İktidarın
gayri resmi ortağı olan Cemaat’in, Erdoğan – Gül geriliminde (boşalacak 3
koltukta, Cumhurbaşkanlığı, Başbakanlık, Parti Başkanlığı) rolü nedir? Bu
üçüncü yazıda, el yordamıyla ve su yüzüne çıkan ve benim gözüme çarpan olaylara
bakarak, bu soruya yanıt arayacağız..
***
Cemaat,
yazarları aracılığıyla, anlaşılıyor ki, Başbakan Erdoğan’ın Ergenekon’u
tafsattığı ve bugün gelinen noktada artık bir uzlaşma ile davaları
sonuçlandırmak istediği düşüncesinde. Cemaat, polis ve yargıdaki
örgütlenmesiyle, ‘aşağıdaki’ operasyonları sürdürülmesinde bir nolu etken.
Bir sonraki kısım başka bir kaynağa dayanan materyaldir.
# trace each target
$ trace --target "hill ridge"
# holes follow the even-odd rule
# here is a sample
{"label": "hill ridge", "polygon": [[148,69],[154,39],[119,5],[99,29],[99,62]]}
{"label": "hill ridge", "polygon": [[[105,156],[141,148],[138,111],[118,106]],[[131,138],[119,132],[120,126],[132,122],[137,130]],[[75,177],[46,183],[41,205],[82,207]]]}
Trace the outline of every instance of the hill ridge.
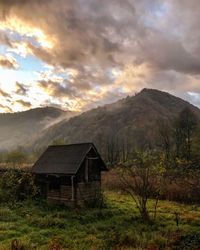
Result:
{"label": "hill ridge", "polygon": [[111,137],[122,138],[123,135],[140,143],[144,137],[151,140],[155,138],[158,120],[172,122],[185,107],[189,107],[200,119],[200,110],[189,102],[160,90],[143,89],[134,96],[127,96],[57,123],[32,145],[44,147],[62,138],[66,143],[89,140],[100,147],[104,144],[105,147],[106,140]]}
{"label": "hill ridge", "polygon": [[39,107],[22,112],[0,113],[0,151],[25,147],[48,127],[67,120],[74,112]]}

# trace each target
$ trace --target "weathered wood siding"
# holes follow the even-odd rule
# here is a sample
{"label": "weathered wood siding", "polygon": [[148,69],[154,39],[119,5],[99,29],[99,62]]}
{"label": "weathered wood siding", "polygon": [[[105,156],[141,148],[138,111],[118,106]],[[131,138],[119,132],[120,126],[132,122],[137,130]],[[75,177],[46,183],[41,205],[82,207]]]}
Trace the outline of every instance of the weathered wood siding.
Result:
{"label": "weathered wood siding", "polygon": [[60,190],[48,190],[47,200],[48,201],[60,201],[60,202],[71,202],[72,199],[72,188],[71,186],[61,185]]}
{"label": "weathered wood siding", "polygon": [[101,185],[99,181],[77,183],[76,203],[83,205],[85,202],[99,197]]}

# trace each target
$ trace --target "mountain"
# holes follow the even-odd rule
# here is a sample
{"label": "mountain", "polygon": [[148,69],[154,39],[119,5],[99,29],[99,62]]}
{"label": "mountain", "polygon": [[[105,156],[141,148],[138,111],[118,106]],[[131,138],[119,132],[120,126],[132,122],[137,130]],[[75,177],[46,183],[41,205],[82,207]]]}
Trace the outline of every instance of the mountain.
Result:
{"label": "mountain", "polygon": [[0,114],[0,150],[12,150],[24,146],[42,136],[43,131],[61,120],[67,120],[73,112],[54,107],[31,109],[17,113]]}
{"label": "mountain", "polygon": [[19,146],[44,148],[55,140],[66,143],[94,142],[98,148],[114,144],[142,144],[155,141],[158,124],[172,124],[188,107],[200,120],[200,109],[192,104],[155,89],[143,89],[138,94],[82,114],[53,107],[25,112],[0,114],[0,150]]}
{"label": "mountain", "polygon": [[93,141],[104,147],[114,141],[140,144],[154,140],[160,120],[172,123],[183,108],[190,108],[200,119],[200,110],[169,93],[143,89],[132,97],[84,112],[46,129],[32,145],[44,147],[55,139],[66,143]]}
Uyduruk belgeler düzenlenmesinden... Ordu, Odatv ve gazeteci tutuklamalarına
kadar..
Cemaat
görünüşte ortada yok, ama AKP diye bir parti var iktidarda ve Türkiye’yi
yöneten! Fakat Cemaat, siyaset belirleyen ve uygulayan bir güce ulaştı.
Cemaatin bütün uygulamaları, AKP uygulamaları olarak algılanıyor.
Bir
yere kadar tamam, ortaklık, karşılıklı siyasi çıkar ilişkileri ve kendi
iktidarlarını inşa ettikleri sürece, sorunsuz sürüyor.
Ancak,
cemaatin (yarı gizli-yarı açık örgütlenmesiyle ve politikalarıyla) kurmak
istediği bir Türkiye modeli var... Ve bir parti örgütlenmesi olmadığı için,
milletin karşısına çıkıp oy isteme zorunluluğu yok..
Öte
yanda ise kitle partisi AKP var. AKP, Türkiye’de olan biten herşeyden sorumlu.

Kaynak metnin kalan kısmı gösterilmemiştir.